To Recruit and Keep Members, Speak to What They Value

Sometimes reconnecting with one of the more timeless concepts of membership marketing is a rewarding way to start a new year of best practices.

What is the value of our organization? What kind of benefits do our features offer, and are they sufficient to drive prospects to join and members to renew?

This Tipster has appeared once before but the perceptual exercise it encourages is still most relevant.

Enjoy and Happy New Year!

Rick Whelan
President

PS: If you would like additional information about elevating features to value, give me a call at 703.706.0350 or send me an email at Rick@MarketingGeneral.com.

 

To Recruit and Keep Members, Speak to What They Value

It’s benefits—not features—that members really want. They usually don’t care what an organization has. It’s what members get from an organization that’s important. If what they get fits their needs then they have found something of value. If valued, benefits then contribute to people’s aspirations.

Each step from features to aspirations has added importance and creates a deeper and more lasting connection between members and their association.

The Value Grid

MGI has developed a helpful tool that tracks this progression, called the Value Grid. The grid is divided into four sections, and while this example shows three rows, there can be as many as needed.

Features

We complete this column first because the other columns build on it. Make a listing of all the goods and services your organization offers. Our example is continuing education, but then add, say, certification programs, advocacy, conference, magazines, discounts, and so on.
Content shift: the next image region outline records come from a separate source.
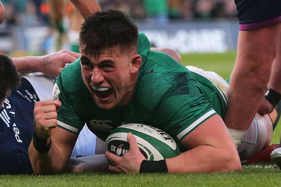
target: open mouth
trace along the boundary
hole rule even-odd
[[[101,98],[106,98],[108,97],[112,94],[112,89],[106,87],[96,87],[91,86],[94,89],[95,94],[98,97]]]

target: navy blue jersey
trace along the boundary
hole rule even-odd
[[[0,174],[31,174],[28,147],[33,131],[34,105],[39,99],[23,78],[0,108]]]

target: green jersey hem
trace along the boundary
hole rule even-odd
[[[202,123],[216,114],[217,114],[217,113],[214,109],[207,112],[180,132],[177,136],[177,137],[179,140],[181,141],[186,135],[191,132]]]
[[[76,135],[78,135],[79,134],[79,129],[59,120],[57,120],[57,126],[59,127],[66,130],[71,133],[75,134]]]

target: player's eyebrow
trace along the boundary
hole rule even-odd
[[[112,65],[115,64],[115,62],[111,60],[103,60],[100,63],[100,64],[102,65],[104,64],[110,64]]]
[[[89,60],[91,61],[91,60],[90,60],[87,56],[81,56],[81,57],[80,58],[80,60]]]

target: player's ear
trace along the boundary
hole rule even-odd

The box at the bottom of the column, “People Want to Be …”, lists characteristic descriptors to prompt your thinking and help define what motivates people to desire the features you have listed.

Benefits

This column takes features to the next level by personalizing features and speaking to what people want rather than what the organization gives. Benefits are more robust, more personal, and more powerful motivators than features.
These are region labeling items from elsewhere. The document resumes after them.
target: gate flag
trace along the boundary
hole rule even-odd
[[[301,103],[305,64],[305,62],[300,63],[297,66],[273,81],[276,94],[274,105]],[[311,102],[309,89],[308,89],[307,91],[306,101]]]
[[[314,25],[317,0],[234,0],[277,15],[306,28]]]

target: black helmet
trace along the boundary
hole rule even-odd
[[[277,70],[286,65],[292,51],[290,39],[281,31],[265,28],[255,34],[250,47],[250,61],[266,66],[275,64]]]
Just two of a number of possible benefits are listed in our example: continuing education keeps people up to date as well as satisfying licensing requirements.

Again, the box at the bottom of this column describes benefits that can be derived from the features—saved time, increased comfort, greater praise, or good health. In our example they retain the ability to practice their profession. That is truly a benefit.

Value

This is the next step in the progression of adding value and importance to organizational features. Value is the equation that most of us use to judge the utility of a purchase, such as membership. If a feature becomes a benefit that is so substantial that it’s considered valuable, then what began as a simple idea has become something that is greatly needed.

The box at the bottom of the Value column, “People Want to Save …”, describes negative features that can require rescue. Features can work to advance a benefit as well as act as valued protection against other features.

Be/Gain/Save/Do

This final stage in elevating mere features into a desire and a need moves us even deeper into what we are, into curiosity, the need for affection, and self-improvement. If a feature can come this far, it is likely something that people cannot live without. It has moved from an object, to a want, to a desire, to a need.

Thus, the same item, continuing education, has been repositioned to the point where a member purchase is almost a fait accompli.

A final word

The Value Grid is a methodology that offers real advantages for membership organizations that use it. The decision whether to become a member or remain one is a choice based on the value each individual finds in belonging. If features are what an organization promotes, the chances for success are less than leading with benefits and value.